Anna Akhmatova is Russia’s most renowned female poet. She was unable to rescue the victims of Stalin’s Terror, the purges, or the Siege of Leningrad during World War II, but her transparent verse preserved their memory and saved them from a second death in the form of oblivion. Dedicated to the memory of the deceased are the poems Requiem and Poem without a Hero.
Osip Mandelstam, one of the greatest Russian poets of the Silver Age, lived and wrote without buckling to the pressure to conform. His brave poetry and notorious Stalin epigram cost him his life. He died like thousands of his oppressed countrymen – of exhaustion and heart failure in a Siberian camp.
Leo Tolstoy is one of the few Russian writers to enjoy phenomenal popularity with Western audiences. Nowadays his novels are often cinematized, giving people all over the world an insight into War and Peace, love and life, and the mysterious Russian soul.
Mikhail Bulgakov. Working as a doctor in a remote village brought Russian writer Mikhail Bulgakov plenty of ideas that morphed into prose, among them the famous A Young Doctor’s Notebook, screened on British TV in 2012. Decades later, posthumously, his magnum opus, the novel Master and Margarita, gained global recognition and has since been translated into 75 languages.
Sergei Yesenin. "My Russia, wooden Russia! I am your only singer and herald". With his love of rural space, Russian poet Sergei Yesenin did not accept his fellow countryman Mayakovsky's revolutionary and industrial poems, and instead dedicated his poetry mainly to love for women and the Motherland.
Maxim Gorky. A politically active writer, he became a symbol of socialist idealism, but his later relationship with the Soviet authorities were complicated. His works include novels, plays, and autobiographies. His novel The Mother became a staple of Soviet literature and is often considered the first work of socialist realism. / Pictured: Maxim Gorky with wife Ekaterina Peshkova.
Vladimir Mayakovsky. The brooding James Dean of Futurism, he was the revolution’s foremost poet and poured his heart and soul into the Bolshevik cause. His most famous works are the poem A Cloud in Trousers and other great verse about love, life, and Soviet reality.

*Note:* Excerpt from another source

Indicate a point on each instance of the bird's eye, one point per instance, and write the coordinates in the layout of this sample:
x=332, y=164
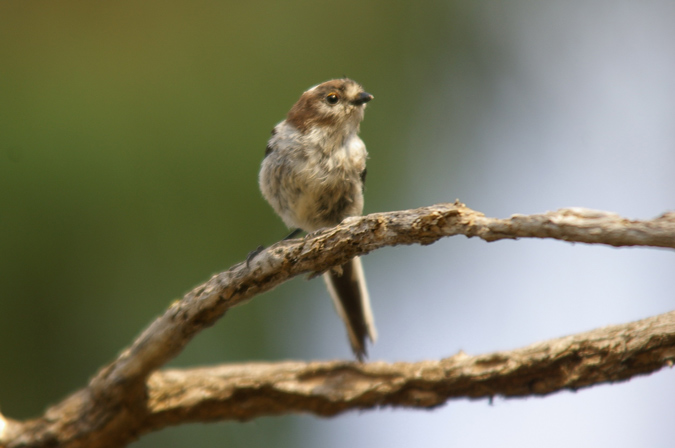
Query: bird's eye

Vladimir Vysotsky. Among all Soviet musicians, Vladimir Vysotsky is one of – if not the – most popular. He is also the one whose place in history and in the hearts of Russians has grown the most over the years. He is seared in the memory of his compatriots as a great poet, author of lyrical songs, and genius singer and actor remembered for his revolutionary performance of Shakespeare’s Hamlet.